The compromise, disclosed late Monday by Senate leader Phil Berger, House Speaker Tim Moore and other lawmakers after about three weeks of negotiations, spends a little more than $22.3 billion for the year starting Friday. The legislation also contains increases in the standard deduction this calendar year and in 2017, effectively creating tax cuts.
The two chambers will vote in the coming days on the actual measure — filed late Monday night — that adjusts the second year of the two-year budget approved last fall. Gov. Pat McCrory would be asked to sign any approved measure into law.
“This budget achieves our shared goals with Gov. McCrory — prioritizing teacher pay, cutting taxes on the middle class, controlling the growth of government spending and bolstering our savings,” Berger, R-Rockingham, said at a Legislative Building news conference.
Average pay raises for teachers will be 4.7 percent, with the increases weighted toward mid-career and veteran instructors, said Rep. Nelson Dollar, R-Wake, senior co-chairman of the House Appropriations Committee. But all current teachers would get some kind of raise next fall — from $750 to $5,250, depending on years of experience and where they sit on the most common salary schedule, according to a document from legislative staff.
When local pay supplements are included, average teacher pay statewide would exceed $50,000, in keeping with McCrory’s budget proposal released in April.
“Now it’s just not a goal, it’s a reality in this budget,” said Moore, R-Cleveland. The House sought 4.1 percent average raises with some bonuses in its budget proposal, while the Senate’s offer envisioned average 6.5 percent raises.
In a victory for House negotiators, rank-and-file workers would get at least 1.5 percent raises and bonuses equal to 0.5 percent of salaries. Additional permanent merit-based raises would be distributed by agencies. The Senate and McCrory preferred handing out raises to those in high-demand fields or to retain workers. Other law enforcement and judicial workers would see raises, too.

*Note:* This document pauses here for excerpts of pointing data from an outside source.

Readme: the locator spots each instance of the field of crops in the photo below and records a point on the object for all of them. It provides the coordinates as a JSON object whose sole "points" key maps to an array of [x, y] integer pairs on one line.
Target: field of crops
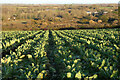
{"points": [[52, 55]]}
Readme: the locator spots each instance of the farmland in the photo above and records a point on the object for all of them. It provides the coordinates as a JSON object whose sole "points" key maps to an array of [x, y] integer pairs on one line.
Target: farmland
{"points": [[61, 54]]}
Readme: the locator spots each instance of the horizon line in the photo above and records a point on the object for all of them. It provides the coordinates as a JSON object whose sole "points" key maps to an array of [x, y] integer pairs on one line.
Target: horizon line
{"points": [[60, 3]]}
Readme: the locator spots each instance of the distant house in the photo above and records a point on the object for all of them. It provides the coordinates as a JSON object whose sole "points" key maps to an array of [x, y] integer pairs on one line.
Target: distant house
{"points": [[88, 12]]}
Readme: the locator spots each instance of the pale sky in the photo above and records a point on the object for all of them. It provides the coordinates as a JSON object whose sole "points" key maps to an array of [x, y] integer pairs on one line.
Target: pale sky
{"points": [[58, 1]]}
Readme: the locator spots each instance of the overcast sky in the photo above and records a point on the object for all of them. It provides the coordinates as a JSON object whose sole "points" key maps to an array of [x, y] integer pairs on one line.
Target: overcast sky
{"points": [[58, 1]]}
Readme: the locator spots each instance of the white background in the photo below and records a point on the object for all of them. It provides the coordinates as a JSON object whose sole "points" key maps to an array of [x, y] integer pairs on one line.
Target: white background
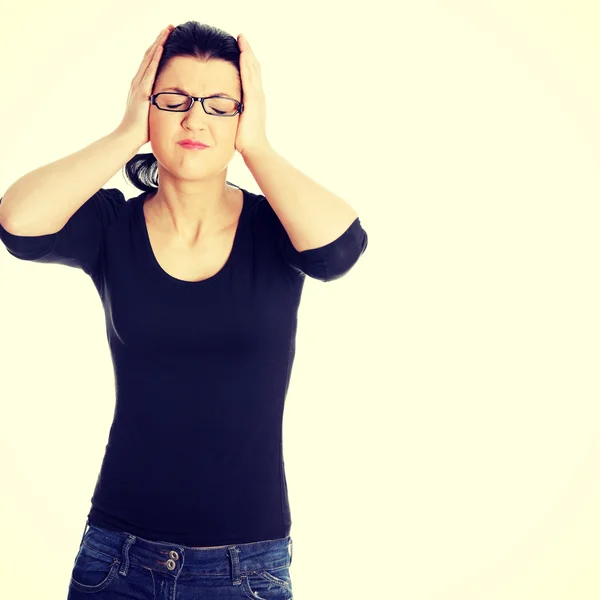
{"points": [[441, 427]]}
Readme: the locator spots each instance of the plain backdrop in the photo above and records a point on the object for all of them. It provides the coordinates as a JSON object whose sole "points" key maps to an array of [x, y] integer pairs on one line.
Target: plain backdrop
{"points": [[441, 427]]}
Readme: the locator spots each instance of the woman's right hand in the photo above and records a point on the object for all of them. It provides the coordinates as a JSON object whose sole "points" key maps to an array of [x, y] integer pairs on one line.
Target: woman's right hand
{"points": [[135, 121]]}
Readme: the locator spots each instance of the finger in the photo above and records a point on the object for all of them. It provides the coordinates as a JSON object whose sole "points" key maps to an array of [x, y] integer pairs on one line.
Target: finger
{"points": [[150, 55]]}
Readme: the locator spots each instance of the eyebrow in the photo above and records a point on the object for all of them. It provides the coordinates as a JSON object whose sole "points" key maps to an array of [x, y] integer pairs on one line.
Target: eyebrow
{"points": [[176, 89]]}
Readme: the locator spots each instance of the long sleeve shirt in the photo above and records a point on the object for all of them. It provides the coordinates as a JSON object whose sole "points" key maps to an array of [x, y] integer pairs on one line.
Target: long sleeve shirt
{"points": [[194, 453]]}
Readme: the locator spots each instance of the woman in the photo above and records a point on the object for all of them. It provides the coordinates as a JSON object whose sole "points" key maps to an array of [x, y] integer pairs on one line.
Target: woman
{"points": [[200, 284]]}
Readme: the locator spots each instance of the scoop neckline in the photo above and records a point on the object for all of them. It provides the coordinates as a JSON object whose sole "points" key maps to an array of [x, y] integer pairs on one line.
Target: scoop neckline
{"points": [[167, 276]]}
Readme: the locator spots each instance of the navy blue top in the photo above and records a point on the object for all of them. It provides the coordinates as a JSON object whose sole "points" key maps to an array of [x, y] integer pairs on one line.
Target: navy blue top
{"points": [[194, 454]]}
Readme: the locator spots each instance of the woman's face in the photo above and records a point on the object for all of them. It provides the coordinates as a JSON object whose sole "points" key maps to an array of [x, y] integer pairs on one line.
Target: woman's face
{"points": [[166, 128]]}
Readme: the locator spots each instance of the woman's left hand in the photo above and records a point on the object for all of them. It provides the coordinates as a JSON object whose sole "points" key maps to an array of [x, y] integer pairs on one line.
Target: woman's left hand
{"points": [[251, 131]]}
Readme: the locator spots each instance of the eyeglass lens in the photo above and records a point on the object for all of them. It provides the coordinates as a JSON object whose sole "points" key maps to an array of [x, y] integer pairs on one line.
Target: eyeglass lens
{"points": [[214, 106]]}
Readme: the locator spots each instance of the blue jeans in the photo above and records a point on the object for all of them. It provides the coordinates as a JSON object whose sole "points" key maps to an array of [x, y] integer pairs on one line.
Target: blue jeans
{"points": [[121, 566]]}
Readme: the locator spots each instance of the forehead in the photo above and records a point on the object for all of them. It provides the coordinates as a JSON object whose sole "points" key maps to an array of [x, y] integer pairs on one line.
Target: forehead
{"points": [[198, 78]]}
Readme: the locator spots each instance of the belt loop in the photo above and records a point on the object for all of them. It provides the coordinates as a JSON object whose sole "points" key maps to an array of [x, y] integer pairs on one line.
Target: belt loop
{"points": [[235, 565], [125, 554], [84, 530]]}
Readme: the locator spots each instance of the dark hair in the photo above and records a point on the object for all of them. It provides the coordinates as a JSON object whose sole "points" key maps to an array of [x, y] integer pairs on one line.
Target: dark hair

House Republicans also won a partial victory on retiree pay, with the plan giving 1.6 percent bonuses to public employee pensioners.
Arguments by Senate Republicans won out with several provisions contained in the final product. A $10 million pilot program would distribute bonuses to third-grade reading teachers whose students see the most growth in test scores. The very best teachers could receive $6,800 bonuses.
The budget increases money for taxpayer-funded scholarships so children in low-income families can attend private or religious schools, and envisions raising the allotment over the next 10 years.
A small revenue surplus, lower-than-projected Medicaid spending and other one-time money provided lawmakers the funds for worker compensation and the standard deductions increase. Another $62 million in money unspent this year by state agencies also allowed them to spend a little more on projects than earlier anticipated, Dollar said.
The budget adjustments also contain $474 million for the state’s rainy day reserve fund, increasing its balance to nearly $1.6 billion, a record; $10 million for the disaster relief fund; nearly $500,000 for Zika virus prevention and detection; — directions to spend $20 million from the sale of the Dorothea Dix hospital property in Raleigh to help children and rural residents with mental illness; bonuses to teachers whose students perform well on Advancement Placement and career certification tests; and an apparent resolution on the future of tolling coastal ferries.
The bill directs the Board of Transportation to establish passenger tolls for the ferry linking Hatteras and Ocracoke in addition to the three routes already tolled. But the other three routes would remain free.